Comment 14 Michael Catanzaro 2018-03-26 16:57:50 PDT
I don't see anything obviously wrong with the generated code....

(In reply to Michael Gratton from comment #12)
> Oh, it's a runtime issue.
> 
> Running the installed deb build from /usr doesn't exhibit the problem, but
> running the same binary from ~/.../geary/debian (i.e the deb build
> directory) does.
> 
> Is the WebProcess making assumptions about where extension libs are
> loaded/installed/executed from?

Are you sure that it's really linked against 2.20 when you're running it from the build directory?

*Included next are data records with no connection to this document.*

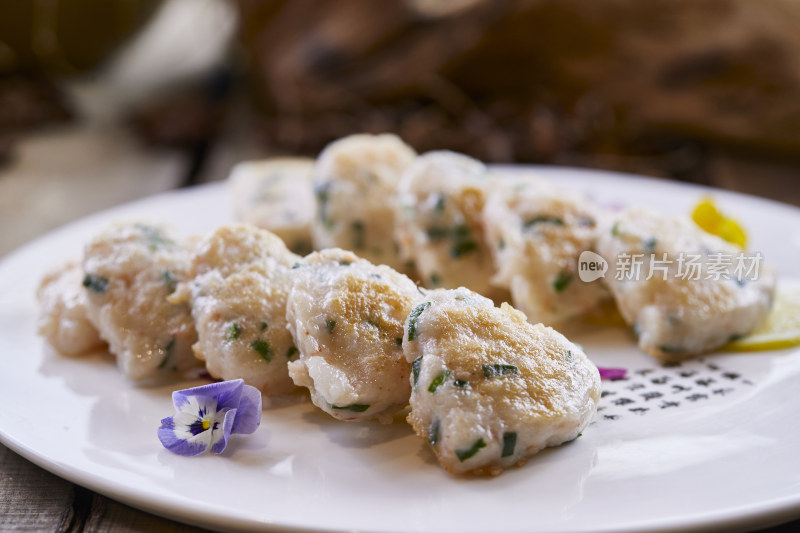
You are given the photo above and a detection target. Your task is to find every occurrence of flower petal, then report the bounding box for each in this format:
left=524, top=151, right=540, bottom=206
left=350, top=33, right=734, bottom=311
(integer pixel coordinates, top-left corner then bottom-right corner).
left=158, top=416, right=208, bottom=457
left=211, top=409, right=236, bottom=453
left=172, top=379, right=244, bottom=409
left=231, top=385, right=262, bottom=434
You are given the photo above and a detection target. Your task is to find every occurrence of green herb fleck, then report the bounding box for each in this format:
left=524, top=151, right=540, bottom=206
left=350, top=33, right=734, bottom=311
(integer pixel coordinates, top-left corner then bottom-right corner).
left=352, top=220, right=365, bottom=250
left=250, top=339, right=272, bottom=363
left=456, top=438, right=486, bottom=463
left=164, top=270, right=178, bottom=294
left=450, top=224, right=478, bottom=258
left=428, top=420, right=442, bottom=446
left=524, top=216, right=564, bottom=229
left=331, top=403, right=369, bottom=413
left=83, top=274, right=108, bottom=294
left=158, top=337, right=175, bottom=370
left=658, top=344, right=686, bottom=353
left=411, top=355, right=422, bottom=389
left=500, top=433, right=517, bottom=457
left=228, top=322, right=242, bottom=342
left=428, top=370, right=450, bottom=392
left=433, top=194, right=444, bottom=214
left=553, top=271, right=572, bottom=292
left=314, top=183, right=333, bottom=230
left=408, top=302, right=431, bottom=341
left=483, top=364, right=519, bottom=379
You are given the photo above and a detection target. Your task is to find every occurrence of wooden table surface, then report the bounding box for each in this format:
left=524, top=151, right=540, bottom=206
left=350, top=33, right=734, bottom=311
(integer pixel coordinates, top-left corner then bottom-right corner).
left=0, top=123, right=800, bottom=533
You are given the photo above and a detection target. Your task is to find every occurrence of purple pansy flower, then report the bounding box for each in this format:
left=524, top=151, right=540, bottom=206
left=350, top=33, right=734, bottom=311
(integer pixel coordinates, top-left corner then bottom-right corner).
left=158, top=379, right=261, bottom=456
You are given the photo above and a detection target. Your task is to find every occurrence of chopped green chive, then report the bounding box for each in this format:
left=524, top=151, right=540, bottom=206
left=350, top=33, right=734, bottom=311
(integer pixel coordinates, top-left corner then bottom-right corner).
left=524, top=216, right=564, bottom=228
left=658, top=344, right=686, bottom=353
left=428, top=420, right=442, bottom=446
left=450, top=224, right=478, bottom=258
left=158, top=337, right=175, bottom=370
left=250, top=339, right=272, bottom=363
left=408, top=302, right=431, bottom=341
left=450, top=241, right=478, bottom=258
left=331, top=403, right=369, bottom=413
left=411, top=355, right=422, bottom=389
left=83, top=274, right=108, bottom=294
left=314, top=183, right=333, bottom=230
left=433, top=194, right=444, bottom=213
left=500, top=433, right=517, bottom=457
left=428, top=370, right=450, bottom=392
left=483, top=364, right=519, bottom=379
left=456, top=438, right=486, bottom=463
left=553, top=271, right=572, bottom=292
left=352, top=220, right=365, bottom=250
left=164, top=270, right=178, bottom=294
left=228, top=322, right=242, bottom=342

Check with ldd.
Comment 15 Michael Catanzaro 2018-03-29 07:52:45 PDT
(In reply to Michael Gratton from comment #12)
> Oh, it's a runtime issue.
> 
> Running the installed deb build from /usr doesn't exhibit the problem, but
> running the same binary from ~/.../geary/debian (i.e the deb build
> directory) does.

NB: https://bugzilla.redhat.com/show_bug.cgi?id=1560266
Comment 16 Michael Gratton 2018-04-12 22:40:52 PDT
> Are you sure that it's really linked against 2.20 when you're running it from
> the build directory? Check with ldd.

Yeah, looks like it:

> mjg@payens:~/Projects/GNOME/geary$ ldd build/src/libgeary-web-process.so | grep webkit
>	libwebkit2gtk-4.0.so.37 => /usr/lib/x86_64-linux-gnu/libwebkit2gtk-4.0.so.37 (0x00007f1cbed5c000)
> mjg@payens:~/Projects/GNOME/geary$ dpkg -S /usr/lib/x86_64-linux-gnu/libwebkit2gtk-4.0.so.37
> libwebkit2gtk-4.0-37:amd64: /usr/lib/x86_64-linux-gnu/libwebkit2gtk-4.0.so.37
> mjg@payens:~/Projects/GNOME/geary$ dpkg -l | grep libwebkit2gtk-4.0-37
> ii  libwebkit2gtk-4.0-37:amd64            2.20.1-1                             amd64        Web content engine library for GTK+

Although it also looks like upgrading to 2.20.1 has fixed the issue, so maybe the missing header was somehow causing it?
Comment 17 Michael Catanzaro 2018-04-13 08:55:46 PDT
Surprising, but OK, it was surely caused by the missing header, then. Somehow. I guess to figure out how, you could look at how the code generated by Vala changed between 2.20.0 and 2.20.1.